Little is known about how plant pathogens, which were originally adapted to natural mixed-plant communities in pre-agricultural times, evolved into today's highly aggressive pathogens of crops cultivated in monoculture. To fill this void, the Vinatzer lab aims at identifying the evolutionary mechanisms that allow pathogens to specialize to specific plant species and to become more aggressive. The bacterial plant pathogen Pseudomonas syringae pv. tomato (the cause of bacterial speck disease of tomato worldwide) and close related bactera are the focus of research in the Vinatzer lab.
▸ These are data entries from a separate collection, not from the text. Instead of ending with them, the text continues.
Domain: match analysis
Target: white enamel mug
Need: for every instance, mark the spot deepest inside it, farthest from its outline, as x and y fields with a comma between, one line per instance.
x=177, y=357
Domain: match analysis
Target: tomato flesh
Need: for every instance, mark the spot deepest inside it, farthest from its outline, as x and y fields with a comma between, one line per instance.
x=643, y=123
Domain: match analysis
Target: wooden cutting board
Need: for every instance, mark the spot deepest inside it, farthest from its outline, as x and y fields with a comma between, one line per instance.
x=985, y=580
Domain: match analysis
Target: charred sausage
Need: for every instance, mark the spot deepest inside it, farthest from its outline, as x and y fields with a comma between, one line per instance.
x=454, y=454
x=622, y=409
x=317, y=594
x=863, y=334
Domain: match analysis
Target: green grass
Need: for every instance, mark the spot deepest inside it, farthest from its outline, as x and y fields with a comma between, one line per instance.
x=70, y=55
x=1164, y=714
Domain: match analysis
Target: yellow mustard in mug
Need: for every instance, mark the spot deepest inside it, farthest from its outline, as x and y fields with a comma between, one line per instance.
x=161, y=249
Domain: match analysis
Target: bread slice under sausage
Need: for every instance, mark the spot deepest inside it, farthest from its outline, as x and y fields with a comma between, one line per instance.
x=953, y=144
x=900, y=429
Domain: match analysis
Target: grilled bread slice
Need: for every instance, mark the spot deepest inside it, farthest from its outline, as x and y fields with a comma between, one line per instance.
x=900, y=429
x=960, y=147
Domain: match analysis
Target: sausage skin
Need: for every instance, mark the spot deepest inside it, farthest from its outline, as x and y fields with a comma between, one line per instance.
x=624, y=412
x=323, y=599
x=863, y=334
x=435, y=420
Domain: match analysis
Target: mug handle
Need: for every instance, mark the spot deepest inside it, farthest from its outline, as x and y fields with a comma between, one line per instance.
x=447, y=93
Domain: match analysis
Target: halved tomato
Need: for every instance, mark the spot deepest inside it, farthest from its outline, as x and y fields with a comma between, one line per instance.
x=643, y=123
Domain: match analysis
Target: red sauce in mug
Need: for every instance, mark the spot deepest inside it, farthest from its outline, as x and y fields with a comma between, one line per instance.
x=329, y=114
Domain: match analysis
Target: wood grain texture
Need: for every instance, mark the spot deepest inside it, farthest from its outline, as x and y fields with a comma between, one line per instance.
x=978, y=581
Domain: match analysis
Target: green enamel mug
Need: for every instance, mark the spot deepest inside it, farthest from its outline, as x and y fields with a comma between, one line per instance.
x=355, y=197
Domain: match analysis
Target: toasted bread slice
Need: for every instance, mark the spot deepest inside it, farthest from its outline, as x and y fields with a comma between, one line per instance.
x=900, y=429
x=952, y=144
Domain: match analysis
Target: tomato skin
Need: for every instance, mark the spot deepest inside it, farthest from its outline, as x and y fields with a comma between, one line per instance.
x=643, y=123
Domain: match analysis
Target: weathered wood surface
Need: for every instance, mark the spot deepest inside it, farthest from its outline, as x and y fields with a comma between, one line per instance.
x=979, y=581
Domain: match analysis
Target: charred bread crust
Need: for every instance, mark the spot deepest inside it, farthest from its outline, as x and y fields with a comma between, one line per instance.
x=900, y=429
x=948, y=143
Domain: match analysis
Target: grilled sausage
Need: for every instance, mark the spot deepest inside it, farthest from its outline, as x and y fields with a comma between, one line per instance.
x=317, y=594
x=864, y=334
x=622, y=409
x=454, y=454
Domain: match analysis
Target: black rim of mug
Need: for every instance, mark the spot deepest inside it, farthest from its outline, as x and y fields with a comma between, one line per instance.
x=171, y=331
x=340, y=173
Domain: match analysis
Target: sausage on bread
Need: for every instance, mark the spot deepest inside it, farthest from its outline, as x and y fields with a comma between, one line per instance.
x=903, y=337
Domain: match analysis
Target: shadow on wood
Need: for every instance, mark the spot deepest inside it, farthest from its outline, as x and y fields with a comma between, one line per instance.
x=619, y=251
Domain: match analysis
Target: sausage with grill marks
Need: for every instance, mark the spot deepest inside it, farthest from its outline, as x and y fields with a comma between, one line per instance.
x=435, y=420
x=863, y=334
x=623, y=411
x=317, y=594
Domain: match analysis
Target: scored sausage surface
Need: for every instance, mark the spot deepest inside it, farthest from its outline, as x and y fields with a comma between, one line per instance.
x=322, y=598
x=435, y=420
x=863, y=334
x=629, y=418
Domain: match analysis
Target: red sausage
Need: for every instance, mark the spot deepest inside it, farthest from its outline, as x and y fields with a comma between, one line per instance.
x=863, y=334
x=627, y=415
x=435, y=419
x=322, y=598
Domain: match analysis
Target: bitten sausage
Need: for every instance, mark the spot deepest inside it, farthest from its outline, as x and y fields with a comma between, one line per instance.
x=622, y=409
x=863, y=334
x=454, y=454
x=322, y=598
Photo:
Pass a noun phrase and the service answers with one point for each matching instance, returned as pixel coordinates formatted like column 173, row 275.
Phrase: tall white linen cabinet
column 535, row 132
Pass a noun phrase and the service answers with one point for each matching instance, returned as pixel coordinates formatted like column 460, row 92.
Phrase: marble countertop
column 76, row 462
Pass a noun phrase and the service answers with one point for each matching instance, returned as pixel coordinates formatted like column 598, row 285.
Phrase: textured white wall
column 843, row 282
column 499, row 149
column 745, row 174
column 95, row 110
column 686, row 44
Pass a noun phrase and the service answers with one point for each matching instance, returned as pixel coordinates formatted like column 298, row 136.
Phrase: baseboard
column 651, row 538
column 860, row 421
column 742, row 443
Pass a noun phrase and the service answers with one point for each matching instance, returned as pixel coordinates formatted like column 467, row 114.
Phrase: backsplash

A multidisciplinary approach of comparative evolutionary genomics, population genetics, and microbial genetics is applied leveraging the latest advances in biological sciences and computer sciences. Research and education are integreated in the lab's activities through the undergraduate course in Microbial Forensics and Biosecurity and by giving internship opportunities to undergraduates in the lab. Research has already uncovered genomic changes that occurred in P. syringae pv. tomato during its evolution and that probably contributed to its current aggressiveness and worldwide distribution. Results from this research are giving new insight into the evolution of bacterial pathogens and into molecular mechanisms at the basis of plant-pathogen interactions. These insights will be instrumental for developing new approaches to protect crops from diseases and for breeding and engineering of disease resistant crops.